Other kinds of errors are more characteristic of poor science. When I was at Cornell, I often

talked to the people in the psychology department. One of the students told me she wanted to do an

experiment that went something like this–it had been found by others that under certain

circumstances, X, rats did something, A. She was curious as to whether, if she changed the

circumstances to Y, they would still do A. So her proposal was to do the experiment under

circumstances Y and see if they still did A.

 

I explained to her that it was necessary first to repeat in her laboratory the experiment of the

other person–to do it under condition X to see if she could also get result A, and then change to Y

and see if A changed.
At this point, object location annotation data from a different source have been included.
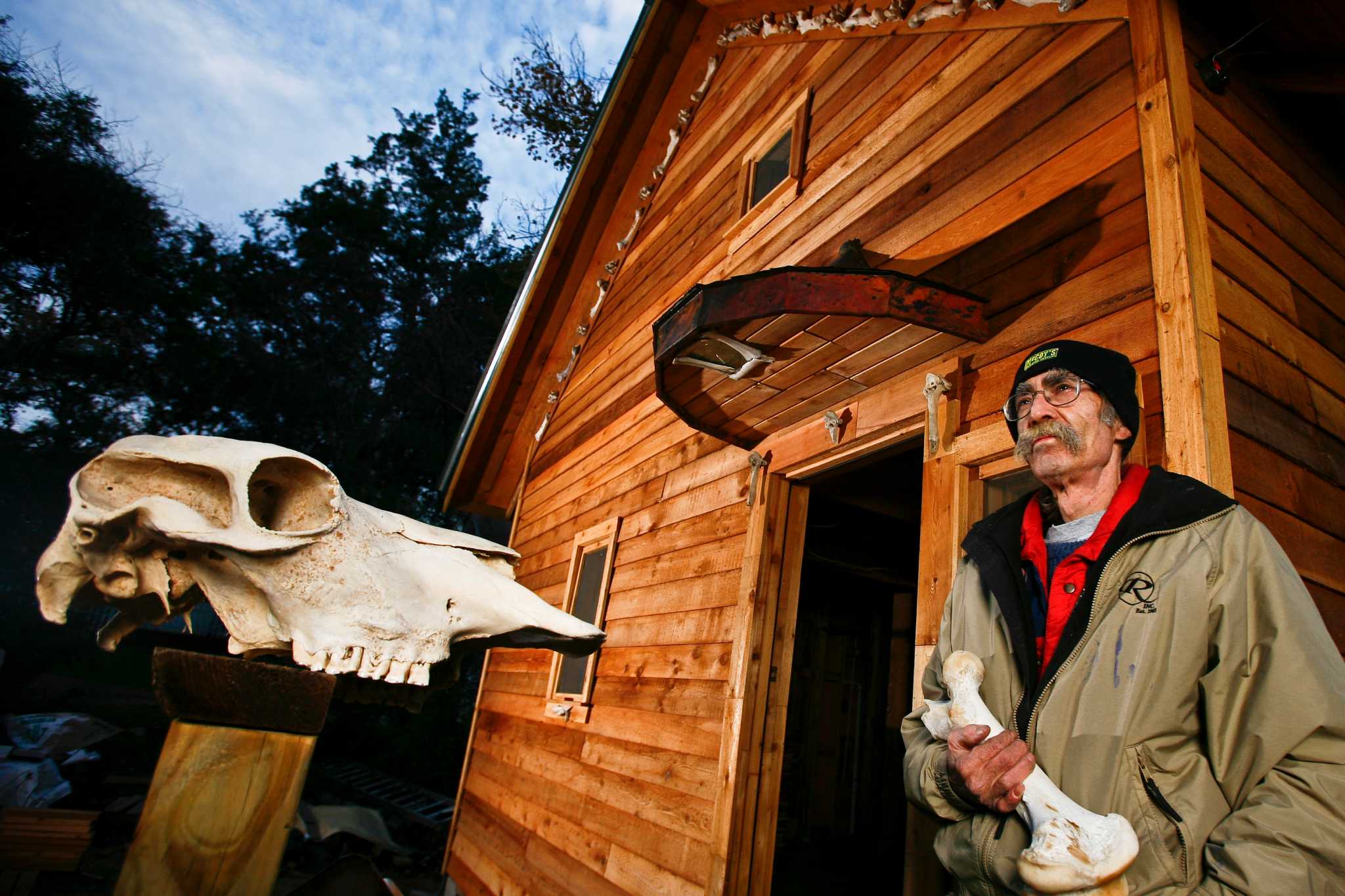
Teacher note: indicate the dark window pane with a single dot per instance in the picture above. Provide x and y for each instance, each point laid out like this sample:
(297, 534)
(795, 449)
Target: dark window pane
(586, 593)
(771, 168)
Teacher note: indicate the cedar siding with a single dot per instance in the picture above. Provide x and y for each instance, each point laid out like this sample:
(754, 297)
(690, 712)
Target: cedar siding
(1277, 230)
(1003, 163)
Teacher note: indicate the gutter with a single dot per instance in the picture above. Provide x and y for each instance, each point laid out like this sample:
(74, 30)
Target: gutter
(447, 479)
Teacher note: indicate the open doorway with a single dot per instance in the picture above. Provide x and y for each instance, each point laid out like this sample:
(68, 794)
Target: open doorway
(843, 807)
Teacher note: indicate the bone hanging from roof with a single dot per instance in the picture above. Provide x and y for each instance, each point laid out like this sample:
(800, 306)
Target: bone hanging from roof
(849, 288)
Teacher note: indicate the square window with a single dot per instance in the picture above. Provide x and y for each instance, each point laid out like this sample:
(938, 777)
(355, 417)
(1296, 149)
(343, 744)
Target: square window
(771, 177)
(771, 168)
(571, 685)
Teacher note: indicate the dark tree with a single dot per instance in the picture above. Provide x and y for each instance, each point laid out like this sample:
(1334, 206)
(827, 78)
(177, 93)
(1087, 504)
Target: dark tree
(550, 97)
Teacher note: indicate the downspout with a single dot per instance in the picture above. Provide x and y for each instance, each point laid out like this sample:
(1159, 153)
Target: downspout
(523, 295)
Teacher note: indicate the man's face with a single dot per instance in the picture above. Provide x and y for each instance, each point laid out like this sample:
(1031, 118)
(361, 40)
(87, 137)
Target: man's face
(1059, 442)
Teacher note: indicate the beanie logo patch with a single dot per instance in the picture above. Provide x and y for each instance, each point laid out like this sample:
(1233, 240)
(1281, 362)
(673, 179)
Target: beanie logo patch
(1044, 355)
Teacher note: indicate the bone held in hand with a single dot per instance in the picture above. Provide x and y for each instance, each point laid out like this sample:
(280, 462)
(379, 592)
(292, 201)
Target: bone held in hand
(1072, 849)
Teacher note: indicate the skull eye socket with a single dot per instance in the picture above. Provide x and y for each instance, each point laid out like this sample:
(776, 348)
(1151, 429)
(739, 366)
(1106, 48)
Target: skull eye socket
(291, 495)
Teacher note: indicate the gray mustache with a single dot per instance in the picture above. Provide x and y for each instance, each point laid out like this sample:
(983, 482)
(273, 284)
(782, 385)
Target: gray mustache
(1067, 435)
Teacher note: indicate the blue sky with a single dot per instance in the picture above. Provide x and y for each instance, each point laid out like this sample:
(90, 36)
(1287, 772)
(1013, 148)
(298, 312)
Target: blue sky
(245, 101)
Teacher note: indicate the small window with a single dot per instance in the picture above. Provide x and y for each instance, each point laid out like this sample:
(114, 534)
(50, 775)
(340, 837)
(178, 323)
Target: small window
(772, 169)
(571, 684)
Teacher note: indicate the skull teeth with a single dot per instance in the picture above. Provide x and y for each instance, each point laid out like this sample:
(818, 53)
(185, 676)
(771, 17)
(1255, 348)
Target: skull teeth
(363, 662)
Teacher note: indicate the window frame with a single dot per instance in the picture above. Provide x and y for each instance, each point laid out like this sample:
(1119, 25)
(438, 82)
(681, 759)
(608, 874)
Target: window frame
(573, 707)
(752, 218)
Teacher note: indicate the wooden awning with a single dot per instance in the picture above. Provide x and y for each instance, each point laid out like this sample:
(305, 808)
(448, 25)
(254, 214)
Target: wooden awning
(826, 333)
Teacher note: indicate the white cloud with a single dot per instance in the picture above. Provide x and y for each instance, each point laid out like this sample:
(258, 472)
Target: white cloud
(246, 100)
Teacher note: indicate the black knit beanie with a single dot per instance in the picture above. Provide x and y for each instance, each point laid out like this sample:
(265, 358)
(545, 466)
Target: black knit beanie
(1110, 372)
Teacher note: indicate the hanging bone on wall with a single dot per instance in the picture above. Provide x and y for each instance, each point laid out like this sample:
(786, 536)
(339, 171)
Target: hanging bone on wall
(290, 563)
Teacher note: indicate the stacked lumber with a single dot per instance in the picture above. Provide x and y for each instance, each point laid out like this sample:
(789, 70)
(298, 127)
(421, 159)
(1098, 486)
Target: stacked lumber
(45, 839)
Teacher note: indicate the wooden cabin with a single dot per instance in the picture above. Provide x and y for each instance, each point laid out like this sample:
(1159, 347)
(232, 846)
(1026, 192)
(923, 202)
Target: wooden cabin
(749, 456)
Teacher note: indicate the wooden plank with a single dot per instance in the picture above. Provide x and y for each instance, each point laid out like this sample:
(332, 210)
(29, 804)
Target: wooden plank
(715, 590)
(676, 661)
(667, 767)
(685, 563)
(1258, 320)
(529, 683)
(1321, 228)
(778, 694)
(1317, 555)
(684, 534)
(713, 625)
(745, 680)
(466, 879)
(1270, 423)
(218, 812)
(1250, 232)
(974, 19)
(791, 237)
(667, 848)
(686, 734)
(575, 842)
(1281, 482)
(662, 806)
(567, 740)
(632, 874)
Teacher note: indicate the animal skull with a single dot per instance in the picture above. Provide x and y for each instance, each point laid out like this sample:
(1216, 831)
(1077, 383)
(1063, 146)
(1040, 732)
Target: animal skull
(288, 562)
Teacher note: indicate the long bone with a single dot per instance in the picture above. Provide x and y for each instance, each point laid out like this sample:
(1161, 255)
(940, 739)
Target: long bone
(1072, 849)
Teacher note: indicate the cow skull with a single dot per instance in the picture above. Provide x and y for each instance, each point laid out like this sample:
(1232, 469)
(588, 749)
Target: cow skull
(288, 562)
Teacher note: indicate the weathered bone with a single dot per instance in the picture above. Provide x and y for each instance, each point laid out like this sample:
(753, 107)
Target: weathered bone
(287, 559)
(1072, 849)
(674, 139)
(711, 68)
(635, 226)
(925, 14)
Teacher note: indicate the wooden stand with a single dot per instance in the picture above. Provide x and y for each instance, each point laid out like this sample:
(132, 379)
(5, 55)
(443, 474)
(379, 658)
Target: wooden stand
(229, 777)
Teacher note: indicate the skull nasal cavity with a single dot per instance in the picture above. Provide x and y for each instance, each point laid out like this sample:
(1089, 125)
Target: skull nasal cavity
(291, 495)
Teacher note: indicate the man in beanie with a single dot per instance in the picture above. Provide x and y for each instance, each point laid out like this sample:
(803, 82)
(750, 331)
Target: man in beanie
(1152, 645)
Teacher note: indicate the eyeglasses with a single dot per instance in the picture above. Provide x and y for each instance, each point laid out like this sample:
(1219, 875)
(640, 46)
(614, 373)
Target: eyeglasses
(1057, 393)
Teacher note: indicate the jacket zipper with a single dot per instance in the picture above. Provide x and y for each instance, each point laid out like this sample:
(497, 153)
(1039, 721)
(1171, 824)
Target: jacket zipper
(1093, 612)
(1164, 806)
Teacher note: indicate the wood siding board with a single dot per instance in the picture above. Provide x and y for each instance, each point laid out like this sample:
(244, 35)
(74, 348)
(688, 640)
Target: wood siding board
(884, 161)
(673, 696)
(1277, 333)
(663, 806)
(518, 770)
(1075, 211)
(1090, 92)
(693, 626)
(716, 590)
(709, 661)
(1317, 555)
(694, 775)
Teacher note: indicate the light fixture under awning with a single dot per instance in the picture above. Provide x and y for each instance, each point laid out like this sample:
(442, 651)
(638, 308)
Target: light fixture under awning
(745, 356)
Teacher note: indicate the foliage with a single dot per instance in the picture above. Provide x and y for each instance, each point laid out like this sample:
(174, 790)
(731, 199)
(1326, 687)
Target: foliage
(350, 323)
(550, 97)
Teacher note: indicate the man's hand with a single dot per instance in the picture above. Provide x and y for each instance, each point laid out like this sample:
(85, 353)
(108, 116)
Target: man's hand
(988, 774)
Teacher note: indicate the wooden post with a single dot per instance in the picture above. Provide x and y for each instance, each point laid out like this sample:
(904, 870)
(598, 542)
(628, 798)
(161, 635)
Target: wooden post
(1195, 417)
(228, 782)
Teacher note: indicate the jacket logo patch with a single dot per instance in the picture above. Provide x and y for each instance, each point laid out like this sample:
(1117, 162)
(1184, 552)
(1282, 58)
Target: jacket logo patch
(1138, 593)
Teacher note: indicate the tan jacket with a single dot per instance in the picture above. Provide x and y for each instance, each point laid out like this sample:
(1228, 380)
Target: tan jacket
(1208, 710)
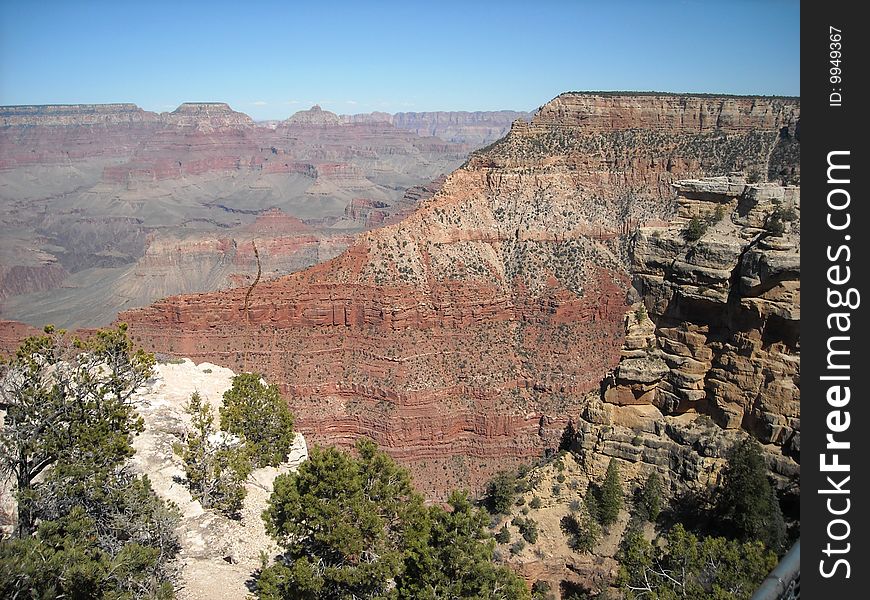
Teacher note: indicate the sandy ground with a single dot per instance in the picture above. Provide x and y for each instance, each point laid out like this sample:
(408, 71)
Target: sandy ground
(218, 555)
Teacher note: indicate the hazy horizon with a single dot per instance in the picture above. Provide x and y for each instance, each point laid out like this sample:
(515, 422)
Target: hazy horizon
(391, 57)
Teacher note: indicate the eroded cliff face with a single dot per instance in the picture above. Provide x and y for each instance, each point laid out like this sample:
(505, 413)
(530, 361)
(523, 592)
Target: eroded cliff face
(711, 355)
(107, 207)
(464, 337)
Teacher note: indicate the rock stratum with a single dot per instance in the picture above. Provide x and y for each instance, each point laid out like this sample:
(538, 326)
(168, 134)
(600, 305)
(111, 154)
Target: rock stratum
(464, 337)
(108, 207)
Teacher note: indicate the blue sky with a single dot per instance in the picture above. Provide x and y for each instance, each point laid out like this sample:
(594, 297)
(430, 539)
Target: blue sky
(270, 59)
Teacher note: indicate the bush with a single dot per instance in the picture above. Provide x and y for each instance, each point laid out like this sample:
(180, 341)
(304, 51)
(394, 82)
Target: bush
(611, 495)
(746, 504)
(582, 530)
(87, 527)
(528, 528)
(640, 314)
(353, 526)
(259, 416)
(215, 464)
(695, 229)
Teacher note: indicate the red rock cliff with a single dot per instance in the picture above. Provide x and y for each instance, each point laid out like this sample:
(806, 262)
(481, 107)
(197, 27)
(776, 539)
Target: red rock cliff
(463, 337)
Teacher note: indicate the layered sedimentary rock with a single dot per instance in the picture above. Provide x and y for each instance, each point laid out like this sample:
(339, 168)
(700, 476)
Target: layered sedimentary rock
(475, 128)
(95, 198)
(62, 133)
(726, 308)
(464, 337)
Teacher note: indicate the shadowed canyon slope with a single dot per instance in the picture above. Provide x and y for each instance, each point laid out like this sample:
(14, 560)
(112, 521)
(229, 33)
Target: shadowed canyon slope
(464, 337)
(107, 207)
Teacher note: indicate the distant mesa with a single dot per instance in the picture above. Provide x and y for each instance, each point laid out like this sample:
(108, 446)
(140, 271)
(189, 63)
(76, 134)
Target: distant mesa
(206, 114)
(314, 116)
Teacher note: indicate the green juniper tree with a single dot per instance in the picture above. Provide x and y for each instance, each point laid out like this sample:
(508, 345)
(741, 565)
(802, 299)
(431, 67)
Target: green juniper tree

Then she would know that the real difference was the thing she thought she

had under control.

 

She was very delighted with this new idea, and went to her professor. And his reply was, no, you

cannot do that, because the experiment has already been done and you would be wasting time. This

was in about 1947 or so, and it seems to have been the general policy then to not try to repeat

psychological experiments, but only to change the conditions and see what happens.

 

sadly, this is STILL the case!

 

 

So I have just one wish for you–the good luck to be somewhere where you are free to maintain

the kind of integrity I have described, and where you do not feel heed by a need to maintain your

position In the organization, or financial support, or so on, to lose your integrity. May you have that

freedom.

 

 

Feynmann wud hav been sad to see the state of affairs of the modern publish or perish science, the lack of repetitions in various fields, the publication bias, the near impossibility of politically incorrect science.